Le Temps des Equipes et des Projets

2.58 B (Suite) Intégrer la communication non violente dans sa pratique de manager par Philippe Garric


La demande

"Qui ne demande rien... risque d'avoir ce qu'il ne veut pas !" Philippe Garric 

L'objectif de cette étape est de clarifier et d'exprimer ce qui me rendrait la vie plus belle. 
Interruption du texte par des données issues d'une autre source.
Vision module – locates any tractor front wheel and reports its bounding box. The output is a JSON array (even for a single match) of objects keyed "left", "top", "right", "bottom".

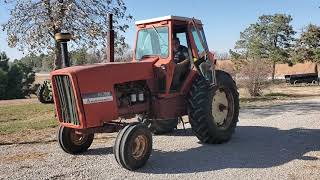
[
  {"left": 188, "top": 70, "right": 239, "bottom": 144},
  {"left": 113, "top": 123, "right": 152, "bottom": 170},
  {"left": 58, "top": 126, "right": 94, "bottom": 154}
]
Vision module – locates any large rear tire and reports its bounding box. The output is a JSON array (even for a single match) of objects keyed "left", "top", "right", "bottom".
[
  {"left": 113, "top": 123, "right": 152, "bottom": 170},
  {"left": 58, "top": 126, "right": 94, "bottom": 154},
  {"left": 188, "top": 70, "right": 239, "bottom": 144}
]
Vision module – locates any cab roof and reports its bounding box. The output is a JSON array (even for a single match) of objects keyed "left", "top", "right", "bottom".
[{"left": 136, "top": 15, "right": 202, "bottom": 25}]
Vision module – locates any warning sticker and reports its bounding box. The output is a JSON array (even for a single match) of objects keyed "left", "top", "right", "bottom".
[{"left": 82, "top": 91, "right": 113, "bottom": 104}]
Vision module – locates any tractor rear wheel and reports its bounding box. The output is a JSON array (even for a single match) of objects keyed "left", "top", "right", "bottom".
[
  {"left": 188, "top": 70, "right": 239, "bottom": 144},
  {"left": 149, "top": 118, "right": 179, "bottom": 134},
  {"left": 58, "top": 126, "right": 94, "bottom": 154},
  {"left": 113, "top": 123, "right": 152, "bottom": 170}
]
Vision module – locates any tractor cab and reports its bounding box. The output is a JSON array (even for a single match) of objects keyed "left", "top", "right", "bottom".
[{"left": 133, "top": 16, "right": 214, "bottom": 94}]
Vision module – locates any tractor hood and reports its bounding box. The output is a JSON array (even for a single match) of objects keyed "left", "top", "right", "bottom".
[
  {"left": 51, "top": 58, "right": 157, "bottom": 91},
  {"left": 51, "top": 58, "right": 157, "bottom": 128}
]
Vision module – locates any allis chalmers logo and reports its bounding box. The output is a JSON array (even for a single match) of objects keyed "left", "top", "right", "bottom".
[{"left": 82, "top": 91, "right": 113, "bottom": 104}]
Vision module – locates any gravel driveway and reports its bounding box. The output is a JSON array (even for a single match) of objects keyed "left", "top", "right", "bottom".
[{"left": 0, "top": 98, "right": 320, "bottom": 179}]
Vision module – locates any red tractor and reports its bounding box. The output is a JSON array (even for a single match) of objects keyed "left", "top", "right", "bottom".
[{"left": 51, "top": 16, "right": 239, "bottom": 170}]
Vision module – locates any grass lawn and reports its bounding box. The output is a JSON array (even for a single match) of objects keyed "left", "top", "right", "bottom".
[{"left": 0, "top": 103, "right": 58, "bottom": 135}]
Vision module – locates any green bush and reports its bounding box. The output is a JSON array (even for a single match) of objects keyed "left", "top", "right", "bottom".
[{"left": 0, "top": 53, "right": 35, "bottom": 100}]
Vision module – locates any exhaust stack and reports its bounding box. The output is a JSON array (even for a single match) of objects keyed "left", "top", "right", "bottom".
[
  {"left": 107, "top": 14, "right": 114, "bottom": 62},
  {"left": 54, "top": 33, "right": 72, "bottom": 68}
]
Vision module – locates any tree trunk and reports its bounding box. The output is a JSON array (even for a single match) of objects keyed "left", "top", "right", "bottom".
[
  {"left": 53, "top": 41, "right": 62, "bottom": 70},
  {"left": 272, "top": 61, "right": 276, "bottom": 83}
]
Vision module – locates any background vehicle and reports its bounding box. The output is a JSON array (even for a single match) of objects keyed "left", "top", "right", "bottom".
[{"left": 51, "top": 16, "right": 239, "bottom": 170}]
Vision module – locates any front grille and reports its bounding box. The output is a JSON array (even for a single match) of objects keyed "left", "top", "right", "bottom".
[{"left": 54, "top": 75, "right": 80, "bottom": 125}]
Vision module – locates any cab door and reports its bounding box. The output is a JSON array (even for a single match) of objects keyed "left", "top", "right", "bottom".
[{"left": 189, "top": 20, "right": 216, "bottom": 86}]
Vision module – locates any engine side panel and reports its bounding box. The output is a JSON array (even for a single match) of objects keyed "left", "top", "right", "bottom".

Plus globalement, cette étape est celle de la stratégie visant à : 
 
- Transformer sa vie (demande adressée à Soi). 
- Collaborer avec l’Autre (demande adressée à l’Autre). 
- Lâcher-prise (renoncer – faire le deuil).  
 
Je ne reviendrai pas sur l'intérêt de la demande et les points de vigilance ont été développés dans le chapitre précédent sur la demande. 
 
Pour mémoire, les critères d'une demande efficace sont : 
  • Concrète et précise. 
  • En lien avec mon besoin ou le but poursuivi. 
  • Exprimée sous la forme d'une question (négociable) telle que "Est-ce que tu es  d'accord  de... ?"  ou  bien  "As-tu  une  objection à ... ?". 
  • Formulée positivement. - Claire sur les notions de temps : ici et maintenant ou éventuellement à l'avenir. 
  • "Réaliste et réalisable".  
 
Par ailleurs, en communication consciente, il existe trois types de demandes : 
 
– La demande d'action : le but est que l'autre (ou nous-mêmes) réalise une action qui nourrirait notre besoin.
Exemple : "Est-ce que tu es d'accord de me faire une copie du dossier pour cet après-midi ?" ou "As-tu une objection à ce que je te réponde à 17 heures ?". 
 
– La demande de reformulation : le but est de s'assurer que l'autre a réellement entendu et compris ce que nous venons de dire. Si autrui reçoit un autre message que celui que nous souhaitons lui transmettre, nous avons intérêt à le clarifier le plus rapidement possible avant d'aller plus loin.
Exemple : "Je voudrais être sûr de m'être correctement exprimé. Est-ce que tu es d'accord de me dire ce que tu comprends de ce que je viens de dire ?". 
 
– La demande de connexion : le but est de vérifier quel impact émotionnel nos propos ont sur l'autre. En effet, si ceux-ci deviennent pour l'autre un élément déclencheur d'une émotion intense, il peut ne plus vouloir ou pouvoir nous écouter ou ne pas répondre à notre demande.
Exemple : "Comment est-ce que tu reçois ce que je viens de dire ? Comment te sens-tu avec ça ? Comment est-ce que tu réagis à cela ?" 


L'expression de soi

L'expression de soi se fera de la manière suivante : 
 
  • Observation de l’élément déclencheur : 
"Lorsque j'observe, je vois, j'entends, je lis, je me dis que.., je goûte, je sens (une odeur), je touche..."
  • Perception du signal (sentiment) : 
"Je me sens, je suis, j'éprouve, je ressens..." 
  • Connexion au besoin enjeu : 
"Parce que j'ai un besoin de... / Parce que ce qui est important pour moi, c'est.../ Parce que ce qui est en jeu pour moi, c'est.../ Parce que ce qui est touché chez moi c'est..."
  • Expression de la demande :
"Est-ce que tu es d'accord de... ?"  "Est-ce que tu as une objection à... ?" 
Lors de l'expression, nous pouvons choisir l'ordre dans lequel nous exprimons ce qui est vivant pour nous. 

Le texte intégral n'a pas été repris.